SÃO PAULO, 10 de fevereiro de 2009 - As commodities agrícolas começaram a devolver parte da queda registrada no último trimestre de 2008, o que influenciou nos preços no atacado. Esse impacto pressionou o Índice Geral de Preços - Mercado (IGP-M) já na primeira prévia de fevereiro, informou hoje a Fundação Getúlio Vargas (FGV). O IGP-M subiu 0,42%, ficando acima da deflação de 0,31% registrada em igual período de janeiro. A inflação superou as expectativas do mercado financeiro que projetava alta entre 0,12% e 0,39%.

Nesta mediação, o Índice de Preços por Atacado (IPA) saltou de -0,56% para 0,49%, sendo que o índice referente a Bens Finais registrou avanço de -0,02% para 1,42% com contribuição do subgrupo alimentos processados (-2,07% para 3,15%). No estágio dos Bens Intermediários, a taxa de variação passou de -0,61% para -0,46%, devido a aceleração do subgrupo materiais e componentes para a manufatura (-0,90% para 0,04%).

O índice referente a Matérias-Primas Brutas aumentou de -1,08% para 0,84%, com destaque para soja em grão (1,08% para 7,01%), bovinos (-6,43% para -0,34%) e café em grão (-1,99% para 7,28%). Em sentido descendente, destacam-se: mandioca (-0,54% para -11,33%), minério de ferro (1,87% para -1,96%) e leite in natura (5,28% para 0,30%).

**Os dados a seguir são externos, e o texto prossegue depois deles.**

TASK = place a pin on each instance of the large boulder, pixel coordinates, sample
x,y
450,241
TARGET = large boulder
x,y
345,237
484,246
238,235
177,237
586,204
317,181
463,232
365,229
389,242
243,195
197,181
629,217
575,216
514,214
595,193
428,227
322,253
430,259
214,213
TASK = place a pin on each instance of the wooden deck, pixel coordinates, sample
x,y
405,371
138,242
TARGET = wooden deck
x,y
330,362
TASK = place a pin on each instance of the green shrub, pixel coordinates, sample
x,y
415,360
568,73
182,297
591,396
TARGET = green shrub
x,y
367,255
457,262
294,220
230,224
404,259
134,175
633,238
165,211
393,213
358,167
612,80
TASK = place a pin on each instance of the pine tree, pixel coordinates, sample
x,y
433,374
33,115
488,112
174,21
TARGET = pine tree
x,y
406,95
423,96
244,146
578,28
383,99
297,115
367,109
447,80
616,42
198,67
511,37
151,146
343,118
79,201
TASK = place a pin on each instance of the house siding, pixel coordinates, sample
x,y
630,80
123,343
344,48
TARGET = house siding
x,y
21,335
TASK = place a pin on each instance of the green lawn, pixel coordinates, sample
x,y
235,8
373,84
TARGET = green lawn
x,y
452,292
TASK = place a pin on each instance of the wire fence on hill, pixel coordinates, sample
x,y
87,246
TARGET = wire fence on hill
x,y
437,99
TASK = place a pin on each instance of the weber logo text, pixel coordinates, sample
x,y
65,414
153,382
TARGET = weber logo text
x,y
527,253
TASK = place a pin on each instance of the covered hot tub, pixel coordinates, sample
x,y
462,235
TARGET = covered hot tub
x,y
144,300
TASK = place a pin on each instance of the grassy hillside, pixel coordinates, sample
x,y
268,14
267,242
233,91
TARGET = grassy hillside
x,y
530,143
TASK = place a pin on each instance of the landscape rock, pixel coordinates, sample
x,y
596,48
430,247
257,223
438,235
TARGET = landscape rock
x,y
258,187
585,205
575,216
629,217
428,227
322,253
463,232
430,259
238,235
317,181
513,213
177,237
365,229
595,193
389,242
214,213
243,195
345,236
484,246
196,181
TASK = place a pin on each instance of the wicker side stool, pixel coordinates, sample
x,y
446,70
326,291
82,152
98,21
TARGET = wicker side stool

Já o Índice de Preços ao Consumidor (IPC) teve discreto recuo, passando de 0,24% para 0,21%. Cinco das sete classes de despesa componentes do índice registraram decréscimos em suas taxas de variação. Os destaques ficaram por conta dos grupos Alimentação (0,15% para -0,08%) e Vestuário (0,52% para -0,81%). Na primeira classe de despesa, as maiores contribuições partiram dos itens: hortaliças e legumes (3,02% para 0,49%), frutas (1,35% para -0,48%) e panificados e biscoitos (0,27% para -0,77%). Na segunda, o destaque foi o item roupas (0,90% para -0,77%).

Ainda no varejo tiveram queda os grupos Transportes (0,35% para 0,23%), Saúde e Cuidados Pessoais (0,45% para 0,40%) e Habitação (0,21% para 0,19%). Sendo os principais responsáveis: tarifa de táxi (3,53% para -2,17%), artigos de higiene e cuidado pessoal (0,54% para 0,12%) e material para reparos de residência (2,21% para -0,05%), respectivamente

Em contrapartida, houve acréscimo em Educação, Leitura e Recreação (0,14% para 1,50%) e Despesas Diversas (0,17% para 0,32%), com destaque para cursos formais (0,00% para 2,29%) e cerveja (0,93% para 1,91%), nesta ordem.

O Índice Nacional de Custo da Construção (INCC) voltou a subir, saindo de 0,13% para 0,43%, com influência dos gastos com Materiais e Serviços (0,23% para 0,47%) e Mão-de-Obra (0% para 0,39%).